Konusu savaş ile ilgili sahnelerde mehter daima alemdarların arkasında bulunur. Orduya komut ve işaret vermek amacıyla zurnazenlerin daima takımın nünde sıralanmış oldukları dikkati çeker. Arkada davullar ve onların da arkasında boruzenler yer alır. Mehteri oluşturan figürlerin sayısı sahnelerin genelinde azdır. Mehter ordunun önemli bir parçası olarak vurgulanır. Savaş ve ordunun yürüyüşü ile ilgili sahnelerde, mehterde kullanılan çalgılar sadece davul, zurna, boru ve nâkkare ile sınırlanmıştır. Her bir çalgıdan çift olarak tasvir edilmiş olan mehter konusu ne olursa olsun daima icra halinde gözlenir. Bir gelenek olarak kırmızı çuha ile kaplanmış davullar Osmangazi’nin anısına duyulan saygıdan ötürüdür. Bilindiği gibi Selçuklu sultanı hakimiyet alâmeti olarak Osman Gazi’ye davulu kırmızı bir çuhaya sarılı olarak göndermişti.11 Padişahın yer aldığı savaş sahnelerinde mehter takımı daha düzenli ve görkemli olarak yansıtıldığı halde, serdar mehterleri figürler arasına karışmış olarak tasvir olunmaktadır. Savaş sırasında Osmanlı ordusunda kös kullanıldığı bilindiği halde, sahnelerin genelinde köslere hiç yer verilmemiştir (Res. 12-13).

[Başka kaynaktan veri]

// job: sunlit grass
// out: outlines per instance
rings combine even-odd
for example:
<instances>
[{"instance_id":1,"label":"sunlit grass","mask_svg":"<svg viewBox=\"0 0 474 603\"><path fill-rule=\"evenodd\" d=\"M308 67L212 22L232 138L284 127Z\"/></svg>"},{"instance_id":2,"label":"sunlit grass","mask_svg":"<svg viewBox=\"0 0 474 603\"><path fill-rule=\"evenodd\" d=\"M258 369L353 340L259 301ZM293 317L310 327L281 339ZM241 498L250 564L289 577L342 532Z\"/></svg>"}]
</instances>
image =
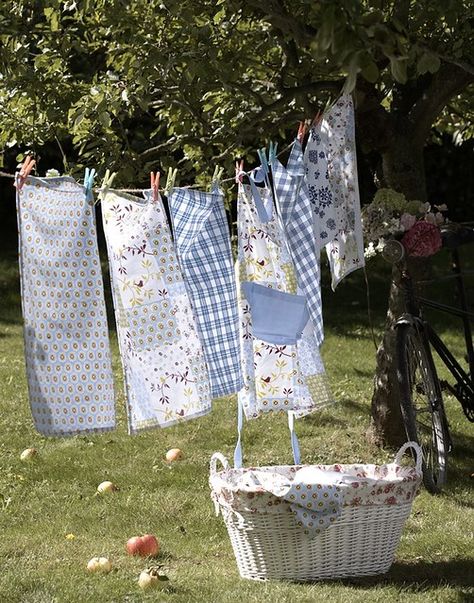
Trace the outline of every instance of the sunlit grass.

İdam törenleri ile ilgili sahnelerde (Şehinşahnâme I. (İ.Ü.K. F. 1404)12 tören sırasında sadece bir çift kös kullanılmaktadır. Kûsiler düşman esiri olup çalınan kös de yine düşman kösüdür (Res. 14).

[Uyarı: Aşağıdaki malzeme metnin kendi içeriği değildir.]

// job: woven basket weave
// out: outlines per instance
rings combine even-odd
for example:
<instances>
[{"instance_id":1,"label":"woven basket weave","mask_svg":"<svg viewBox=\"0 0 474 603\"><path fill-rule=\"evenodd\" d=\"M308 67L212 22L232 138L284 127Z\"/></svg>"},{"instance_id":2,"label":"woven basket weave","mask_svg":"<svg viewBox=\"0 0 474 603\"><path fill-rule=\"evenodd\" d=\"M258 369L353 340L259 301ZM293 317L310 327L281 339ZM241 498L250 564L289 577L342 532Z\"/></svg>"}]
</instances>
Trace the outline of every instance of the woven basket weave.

Cenaze ile ilgili sahnelerde mehterin yine ordu içindeki varlığı vurgulanır. Bu konuya ait iki minyatür Nüzhet (al-esrâr) al-Ahbâr der Sefer-i Zigetvar (TSMK., H. 1339)13 ile Tarih-i Sultan Süleyman (Dublin, The Chester Beatty Library, MS. 413)14 adlı yazmalarda yer alır (Res. 15). Her iki sahne aynı olayı betimler. Sahnelerde tabl-ı alem mehteri yine icra halinde tasvir edilmiştir. Halbuki felaket ve yas gibi olağanüstü durumlarda mehterin sustuğu bilinmektedir. Bunun nedeni padişahın ölüm haberinin ordudan gizli tutulmuş olduğudur. Konusu ne olursa olsun hiçbir nakkaşın mehteri suskun olarak tasvir etmiş olduğu görülmez. Cenaze ile ilgili sahnelerde tepeler üzerinde padişahı izleyen mehter alemdarların arkasında bulunur. Mehteri oluşturan figürlerin ve çalgıların sayısı oldukça azdır. Padişah ile ilgili sahnelerin genelinde Osmanlı ordusu daima kalabalık, düzenli sıralar halinde, güçlü ve görkemli olarak tasvir olunmaktadır.

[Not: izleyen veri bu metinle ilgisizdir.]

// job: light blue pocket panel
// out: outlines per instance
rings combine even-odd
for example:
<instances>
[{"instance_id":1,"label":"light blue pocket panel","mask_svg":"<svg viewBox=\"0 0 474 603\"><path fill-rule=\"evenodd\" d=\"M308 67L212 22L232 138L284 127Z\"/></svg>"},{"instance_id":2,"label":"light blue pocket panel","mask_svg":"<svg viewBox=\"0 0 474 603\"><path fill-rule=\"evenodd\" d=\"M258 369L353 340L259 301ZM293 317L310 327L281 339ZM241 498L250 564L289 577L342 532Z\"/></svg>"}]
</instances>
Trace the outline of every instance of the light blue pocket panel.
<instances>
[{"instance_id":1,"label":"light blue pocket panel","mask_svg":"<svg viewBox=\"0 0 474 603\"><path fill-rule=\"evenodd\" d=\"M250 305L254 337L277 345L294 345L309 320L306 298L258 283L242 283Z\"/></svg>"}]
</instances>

Padişahın yer aldığı ordunun yürüyüşü ile ilgili sahnelerde de farklı bir kompozisyon düzeni görülmez. Sahnelerde daima tepeler üzerinde alemdarların arkasında tasvir olunmuş olan mehterin Padişahı arkadan izlediği, davul, boru ve zurna gibi çok az çalgı ve figür ile ordu içindeki varlığı vurgulanır (Res. 13). Ancak mehter padişahın yer almadığı sahnelerde (Tarih-i Feth-i Yemen)15 orduyu oluşturan kalabalık figürler arasında güçlükle farkedilmektedir.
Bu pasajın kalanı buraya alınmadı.